Duly Noted: Canada's Art Biases


Sometimes it's hard to put one's finger on regional/national art trends when one's living in the thick of same. So I've been wanting to post the following, rather astute, observations from Windsor Biennial curator Lee Rodney for some time now. For me, they really helped peg the standard-bearing idiom in the Canadian scene right now... post-conceptualism.

Here, an interview with Bryne McLaughlin from canadianart.ca, Rodney elaborates:

Detroit is an exceptionally difficult place to read as an outsider and it has taken me the better part of five years to piece together and comprehend the city’s aesthetic tendencies. Conceptualism had no lasting impact and a lot of work is made up from the material history of the region—thus assemblage has become a dominant trend. When you start to understand the history of the region, it makes sense that artists working in the last four decades probably had no time for the abstractions of conceptualism. I can think of no parallel in Canada and I think both external jurors (David Diviney and Mathieu Beauséjour) were a bit perplexed by many of the submissions which seemed like a bad hangover from Abstract Expressionism: Joseph Cornell meets Jackson Pollock.

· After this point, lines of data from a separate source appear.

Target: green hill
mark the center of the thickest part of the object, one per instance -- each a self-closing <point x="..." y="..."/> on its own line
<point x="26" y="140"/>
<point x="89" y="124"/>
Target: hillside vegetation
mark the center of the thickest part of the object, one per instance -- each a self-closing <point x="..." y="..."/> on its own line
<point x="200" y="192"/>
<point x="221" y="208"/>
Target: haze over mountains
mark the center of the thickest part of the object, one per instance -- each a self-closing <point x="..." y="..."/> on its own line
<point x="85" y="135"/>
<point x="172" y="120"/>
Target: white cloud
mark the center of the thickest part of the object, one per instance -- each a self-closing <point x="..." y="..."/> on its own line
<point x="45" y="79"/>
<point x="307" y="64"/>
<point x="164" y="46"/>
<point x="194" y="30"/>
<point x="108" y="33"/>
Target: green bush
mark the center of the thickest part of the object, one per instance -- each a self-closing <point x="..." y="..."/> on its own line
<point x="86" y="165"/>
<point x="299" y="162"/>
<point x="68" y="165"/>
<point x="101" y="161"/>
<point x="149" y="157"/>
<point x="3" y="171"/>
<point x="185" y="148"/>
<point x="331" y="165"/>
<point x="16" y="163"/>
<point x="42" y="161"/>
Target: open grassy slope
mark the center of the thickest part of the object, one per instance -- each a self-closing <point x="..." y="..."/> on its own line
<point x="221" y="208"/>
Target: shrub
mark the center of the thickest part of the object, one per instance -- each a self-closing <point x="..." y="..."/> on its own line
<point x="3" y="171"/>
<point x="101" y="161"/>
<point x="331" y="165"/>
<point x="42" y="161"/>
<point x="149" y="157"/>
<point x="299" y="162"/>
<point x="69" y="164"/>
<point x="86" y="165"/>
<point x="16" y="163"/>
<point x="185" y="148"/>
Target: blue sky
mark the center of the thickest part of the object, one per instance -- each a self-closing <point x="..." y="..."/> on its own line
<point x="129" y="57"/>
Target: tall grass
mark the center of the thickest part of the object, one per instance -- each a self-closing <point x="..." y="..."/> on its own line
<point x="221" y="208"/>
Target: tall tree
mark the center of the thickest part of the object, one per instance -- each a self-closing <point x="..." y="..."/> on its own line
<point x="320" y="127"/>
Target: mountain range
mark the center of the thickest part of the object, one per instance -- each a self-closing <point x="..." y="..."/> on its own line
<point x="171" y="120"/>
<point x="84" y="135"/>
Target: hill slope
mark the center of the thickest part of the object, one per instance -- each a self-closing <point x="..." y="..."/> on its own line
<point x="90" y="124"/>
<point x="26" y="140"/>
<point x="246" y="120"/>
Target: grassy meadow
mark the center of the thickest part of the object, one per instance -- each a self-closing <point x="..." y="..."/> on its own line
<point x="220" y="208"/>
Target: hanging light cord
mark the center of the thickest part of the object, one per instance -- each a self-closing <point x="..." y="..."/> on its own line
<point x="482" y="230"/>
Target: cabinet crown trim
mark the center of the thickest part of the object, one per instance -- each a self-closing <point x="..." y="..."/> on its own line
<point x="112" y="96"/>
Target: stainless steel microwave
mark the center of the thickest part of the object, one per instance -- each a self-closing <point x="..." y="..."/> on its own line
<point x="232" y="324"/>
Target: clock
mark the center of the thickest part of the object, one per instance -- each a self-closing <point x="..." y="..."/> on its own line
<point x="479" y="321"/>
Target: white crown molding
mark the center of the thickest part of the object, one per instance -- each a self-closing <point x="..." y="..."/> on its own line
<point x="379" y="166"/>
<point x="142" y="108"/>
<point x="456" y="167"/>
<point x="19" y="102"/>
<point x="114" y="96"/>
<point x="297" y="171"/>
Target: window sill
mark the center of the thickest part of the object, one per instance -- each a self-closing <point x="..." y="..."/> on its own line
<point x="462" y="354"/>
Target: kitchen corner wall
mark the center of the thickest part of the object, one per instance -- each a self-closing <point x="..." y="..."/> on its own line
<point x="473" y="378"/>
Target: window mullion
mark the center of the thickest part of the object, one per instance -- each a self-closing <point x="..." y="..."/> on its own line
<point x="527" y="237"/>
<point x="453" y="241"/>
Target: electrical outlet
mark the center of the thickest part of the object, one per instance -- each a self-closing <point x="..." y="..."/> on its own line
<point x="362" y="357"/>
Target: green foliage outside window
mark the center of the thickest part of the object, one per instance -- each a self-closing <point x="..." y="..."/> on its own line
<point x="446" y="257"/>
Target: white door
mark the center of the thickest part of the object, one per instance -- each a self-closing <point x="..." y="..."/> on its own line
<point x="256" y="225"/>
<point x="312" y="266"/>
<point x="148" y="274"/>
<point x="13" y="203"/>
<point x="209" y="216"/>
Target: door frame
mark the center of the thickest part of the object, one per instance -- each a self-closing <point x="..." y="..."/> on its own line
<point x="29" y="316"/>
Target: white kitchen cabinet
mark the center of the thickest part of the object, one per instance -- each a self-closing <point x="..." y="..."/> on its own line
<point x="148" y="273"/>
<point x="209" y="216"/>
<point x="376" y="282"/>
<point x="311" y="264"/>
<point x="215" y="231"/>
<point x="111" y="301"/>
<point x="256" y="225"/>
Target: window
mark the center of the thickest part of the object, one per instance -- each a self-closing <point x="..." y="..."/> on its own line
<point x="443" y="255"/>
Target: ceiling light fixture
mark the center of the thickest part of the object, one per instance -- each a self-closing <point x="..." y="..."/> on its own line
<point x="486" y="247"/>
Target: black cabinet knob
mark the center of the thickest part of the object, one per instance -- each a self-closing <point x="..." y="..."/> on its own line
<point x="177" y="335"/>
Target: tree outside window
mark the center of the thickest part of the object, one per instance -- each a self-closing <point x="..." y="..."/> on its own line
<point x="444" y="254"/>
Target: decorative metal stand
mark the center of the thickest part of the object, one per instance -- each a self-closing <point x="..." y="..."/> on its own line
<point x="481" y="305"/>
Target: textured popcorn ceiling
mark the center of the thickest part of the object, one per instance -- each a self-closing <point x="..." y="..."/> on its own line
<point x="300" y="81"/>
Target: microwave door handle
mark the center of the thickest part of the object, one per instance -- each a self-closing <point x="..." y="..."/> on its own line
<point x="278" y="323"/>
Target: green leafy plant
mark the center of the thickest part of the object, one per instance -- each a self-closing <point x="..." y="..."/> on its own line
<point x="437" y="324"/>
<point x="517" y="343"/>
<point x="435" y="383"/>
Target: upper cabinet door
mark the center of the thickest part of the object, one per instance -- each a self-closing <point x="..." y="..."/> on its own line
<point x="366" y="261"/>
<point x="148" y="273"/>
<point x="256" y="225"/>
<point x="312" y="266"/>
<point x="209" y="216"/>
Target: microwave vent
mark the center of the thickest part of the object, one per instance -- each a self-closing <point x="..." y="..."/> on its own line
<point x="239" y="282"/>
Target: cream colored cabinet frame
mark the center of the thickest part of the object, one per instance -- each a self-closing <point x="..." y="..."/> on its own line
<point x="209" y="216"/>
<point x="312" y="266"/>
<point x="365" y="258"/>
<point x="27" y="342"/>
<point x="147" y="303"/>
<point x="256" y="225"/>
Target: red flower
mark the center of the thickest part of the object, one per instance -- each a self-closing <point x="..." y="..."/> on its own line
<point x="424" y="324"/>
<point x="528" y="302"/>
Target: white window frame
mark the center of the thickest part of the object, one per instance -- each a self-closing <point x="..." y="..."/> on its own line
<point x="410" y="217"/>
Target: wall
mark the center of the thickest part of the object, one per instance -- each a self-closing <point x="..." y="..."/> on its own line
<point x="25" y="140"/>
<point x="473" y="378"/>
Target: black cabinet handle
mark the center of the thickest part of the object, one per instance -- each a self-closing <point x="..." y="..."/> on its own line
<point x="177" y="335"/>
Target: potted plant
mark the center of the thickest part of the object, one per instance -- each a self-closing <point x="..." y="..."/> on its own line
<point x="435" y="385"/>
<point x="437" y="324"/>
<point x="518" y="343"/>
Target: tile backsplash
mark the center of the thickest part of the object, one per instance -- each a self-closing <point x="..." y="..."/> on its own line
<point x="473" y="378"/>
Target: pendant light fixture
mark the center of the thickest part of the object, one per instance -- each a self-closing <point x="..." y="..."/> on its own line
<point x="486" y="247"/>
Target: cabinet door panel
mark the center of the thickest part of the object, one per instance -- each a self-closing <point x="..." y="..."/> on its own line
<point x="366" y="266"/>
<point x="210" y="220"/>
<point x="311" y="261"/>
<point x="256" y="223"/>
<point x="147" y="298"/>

On the other hand, post-conceptualism is the dominant idiom in contemporary Canadian art and Iain Baxter& has had a major impact on pretty much everyone living and working in Windsor. The two cities are pretty disjointed in this respect and it’s impossible to suggest that there is a common regional approach of any kind. One of the aims of the Windsor Biennial is to get more dialogue going between the two cities. In the future it might be interesting to broaden the scope in terms of the region the Windsor Biennial could represent. Windsor has much in common with cities in the Rust Belt and the economic and cultural issues facing places like Cleveland or Buffalo are very similar. Hamilton is also interesting in this framework even though it is very close to the Greater Toronto Area.